Salvation comes to us by faith in Christ, so there must be a defining core of truth that is ours in faith, sufficient to unite us to Christ even if not yet complete in all its detail. Defining this core precisely might prove to be as difficult as living out the whole truth faithfully, but it will surely include that God, the creator of heaven and earth against whom we have all sinned, was in Christ, reconciling to Himself all who believe in Him, not counting their sins against them, but forgiving them through the redemption that is found in the sinless life and atoning death of Christ and received by faith alone, calling for obedience to Christ as Lord under the authority of His Word in the Holy Scriptures. Where Christ is truly preached, there is the gospel; and where the gospel is truly believed, there is the church.

Yet, the church that is in Jesus is a diverse church. There will always be a need in this world for those who are united in Christ to live in love with one another while dealing with differences. Sometimes these differences result in the formation of different churches and denominations in order to maintain a good conscience toward God. But such divisions need not be a defeat of unity among us, so long as we do not permit them to destroy our love and welcome for one another in Christ. Some divisions are of practical necessity anyway, for not all Christians in the world can meet together at the same time in the same place.

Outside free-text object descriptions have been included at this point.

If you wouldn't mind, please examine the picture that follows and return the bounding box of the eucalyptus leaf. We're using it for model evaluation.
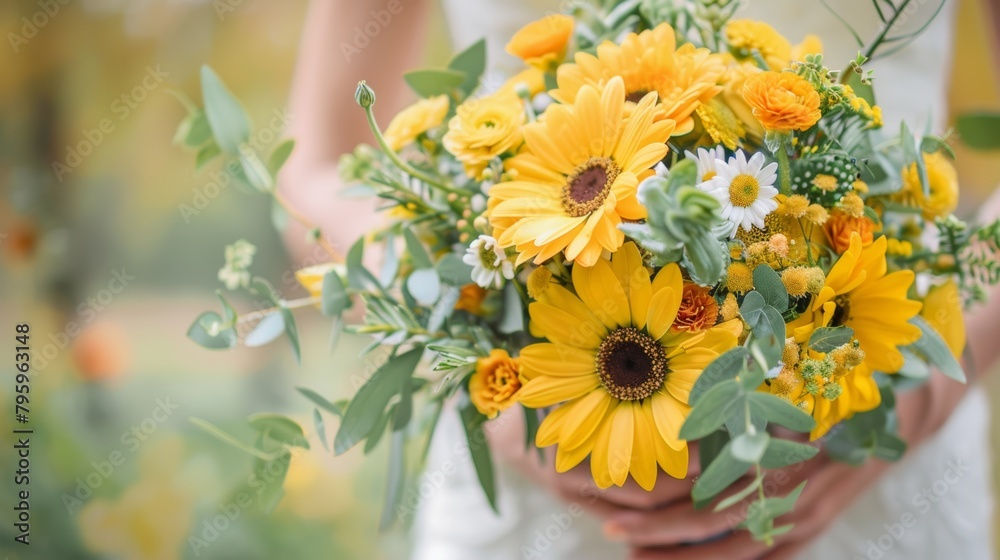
[731,431,771,463]
[322,269,350,316]
[403,228,434,269]
[460,403,498,512]
[907,316,966,383]
[809,326,855,353]
[296,387,345,417]
[279,307,301,364]
[760,439,820,468]
[248,413,310,449]
[448,39,486,97]
[403,68,467,98]
[692,441,752,502]
[334,346,423,455]
[752,265,788,312]
[187,311,237,349]
[407,268,442,306]
[313,409,329,452]
[436,253,474,285]
[378,430,407,530]
[498,282,524,334]
[200,66,251,154]
[244,312,285,347]
[689,347,748,405]
[748,392,815,432]
[268,139,295,175]
[679,380,743,440]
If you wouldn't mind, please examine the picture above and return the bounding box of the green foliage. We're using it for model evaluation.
[404,69,468,98]
[956,112,1000,150]
[200,66,251,155]
[808,326,855,353]
[447,39,487,98]
[460,400,498,512]
[907,316,966,383]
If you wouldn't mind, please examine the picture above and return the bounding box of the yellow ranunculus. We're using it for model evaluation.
[743,71,822,132]
[443,91,525,179]
[469,349,523,419]
[505,14,574,70]
[497,67,547,98]
[725,19,792,70]
[898,151,959,220]
[922,279,966,359]
[383,95,450,152]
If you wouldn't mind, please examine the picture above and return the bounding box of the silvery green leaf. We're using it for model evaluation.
[407,268,442,306]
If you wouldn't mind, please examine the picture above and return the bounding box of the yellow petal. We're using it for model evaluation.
[590,407,616,489]
[651,391,689,450]
[572,256,630,329]
[535,285,608,336]
[608,401,634,487]
[646,287,680,341]
[610,242,653,330]
[518,343,597,378]
[652,263,683,296]
[561,390,616,451]
[535,403,575,447]
[528,302,605,349]
[518,374,600,408]
[630,401,658,491]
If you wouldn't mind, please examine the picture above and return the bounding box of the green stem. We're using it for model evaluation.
[364,106,466,196]
[839,0,915,82]
[776,137,792,196]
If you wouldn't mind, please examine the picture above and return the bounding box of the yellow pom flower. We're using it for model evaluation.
[488,77,673,267]
[720,292,740,321]
[526,266,555,300]
[805,203,829,225]
[517,243,742,489]
[812,173,838,192]
[725,19,792,70]
[506,14,574,70]
[781,266,812,297]
[552,23,725,136]
[444,92,526,179]
[383,95,450,152]
[838,191,866,218]
[726,262,754,293]
[853,179,869,193]
[781,194,810,218]
[782,338,801,367]
[921,279,965,358]
[470,349,524,419]
[886,238,913,258]
[743,71,822,132]
[898,151,959,220]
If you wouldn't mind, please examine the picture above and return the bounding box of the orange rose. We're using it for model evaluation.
[743,71,821,132]
[672,283,720,333]
[469,349,523,419]
[823,210,874,254]
[505,14,574,69]
[455,284,488,315]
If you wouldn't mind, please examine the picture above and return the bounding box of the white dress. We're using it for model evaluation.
[413,1,994,558]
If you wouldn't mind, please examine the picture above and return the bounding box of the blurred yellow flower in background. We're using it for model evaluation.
[506,14,574,70]
[553,23,725,136]
[489,77,673,266]
[922,279,966,359]
[469,349,523,418]
[791,34,824,62]
[294,262,342,298]
[720,59,766,141]
[443,91,526,178]
[383,95,450,152]
[725,19,792,70]
[497,67,547,98]
[898,151,959,220]
[79,438,198,560]
[743,71,822,132]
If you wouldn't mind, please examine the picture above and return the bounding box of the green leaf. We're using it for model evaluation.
[907,316,966,383]
[522,406,544,462]
[730,431,770,463]
[250,277,281,304]
[189,417,275,461]
[698,430,730,476]
[239,150,273,192]
[378,430,407,530]
[448,39,487,97]
[679,380,743,440]
[364,407,393,453]
[279,307,301,364]
[334,346,423,455]
[748,392,815,432]
[956,112,1000,150]
[216,291,237,327]
[873,432,907,461]
[750,305,785,367]
[690,347,748,405]
[252,451,292,513]
[436,253,474,285]
[268,138,295,175]
[692,441,752,502]
[321,269,350,316]
[921,135,956,159]
[752,265,788,312]
[406,268,442,306]
[346,237,367,290]
[809,326,855,353]
[296,387,345,417]
[244,312,285,347]
[740,291,766,326]
[248,413,310,449]
[313,409,329,452]
[174,109,214,149]
[200,66,251,154]
[498,281,524,334]
[845,71,875,106]
[187,311,237,349]
[195,143,221,169]
[403,229,434,269]
[760,438,820,468]
[460,403,498,512]
[403,68,467,98]
[901,121,929,196]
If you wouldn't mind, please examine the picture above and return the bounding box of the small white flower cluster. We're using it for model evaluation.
[686,147,780,237]
[218,239,257,290]
[463,235,515,289]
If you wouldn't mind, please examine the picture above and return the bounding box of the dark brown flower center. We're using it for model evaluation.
[831,294,851,326]
[596,327,667,401]
[562,157,619,217]
[626,90,651,103]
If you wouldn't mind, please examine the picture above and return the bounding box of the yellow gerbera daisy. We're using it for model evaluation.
[786,232,923,437]
[488,76,674,267]
[517,243,742,490]
[551,23,725,136]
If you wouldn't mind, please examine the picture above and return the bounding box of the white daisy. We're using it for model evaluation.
[702,151,779,236]
[685,145,727,185]
[463,235,514,289]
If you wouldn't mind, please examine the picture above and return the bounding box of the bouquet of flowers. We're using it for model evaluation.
[177,0,1000,543]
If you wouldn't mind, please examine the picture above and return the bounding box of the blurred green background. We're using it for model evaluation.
[0,1,998,559]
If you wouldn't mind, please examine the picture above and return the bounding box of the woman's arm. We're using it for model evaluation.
[279,0,432,263]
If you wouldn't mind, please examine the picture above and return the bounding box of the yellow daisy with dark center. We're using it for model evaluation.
[488,76,674,267]
[517,243,742,490]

Many distinct gatherings of Christians spread throughout the world can actually serve the purposes of God, by sprinkling us among the lost to shine the light of Christ. Our multiple groupings can also serve us well, encouraging us to be faithful to what we believe Christ has taught us, bringing us together with those with whom we can cooperate most fully. But if we allow our divisions to become breaches of love and occasions for pride and rivalry, then we will have failed in our calling, and our witness for Christ will be marred.

Prayer of Response

Closing Hymn – “We Are One in the Spirit”

Don and Barb are going to lead us in our closing hymn.  Please sing along.

Thank You

I want to thank you for letting me join you wherever you are to share in this time of worship and learning.  This is the final Online Service of Worship for the time being as Knox (Westport) Presbyterian Church is allowed to hold In-Person Services of Worship.

I will be taking a break in our study of the Book of Acts over the summer months, resuming this exciting adventure of learning and faith in mid to late September.  During the summer season, I am going to explore a number of the Biblical Proverbs in search of true wisdom for our day.

We would welcome your participation with us at Knox if you are able to join us in person.  Our Sunday services are at 10:30am.

Please consult our website or Facebook page for details about upcoming services and events.

Benediction – Romans 15:5-7

May the God who gives endurance and encouragement give you a spirit of unity among yourselves as you follow Christ Jesus, so that with one heart and mouth you may glorify the God and Father of our Lord Jesus Christ. Accept one another, then, just as Christ accepted you, in order to bring praise to God.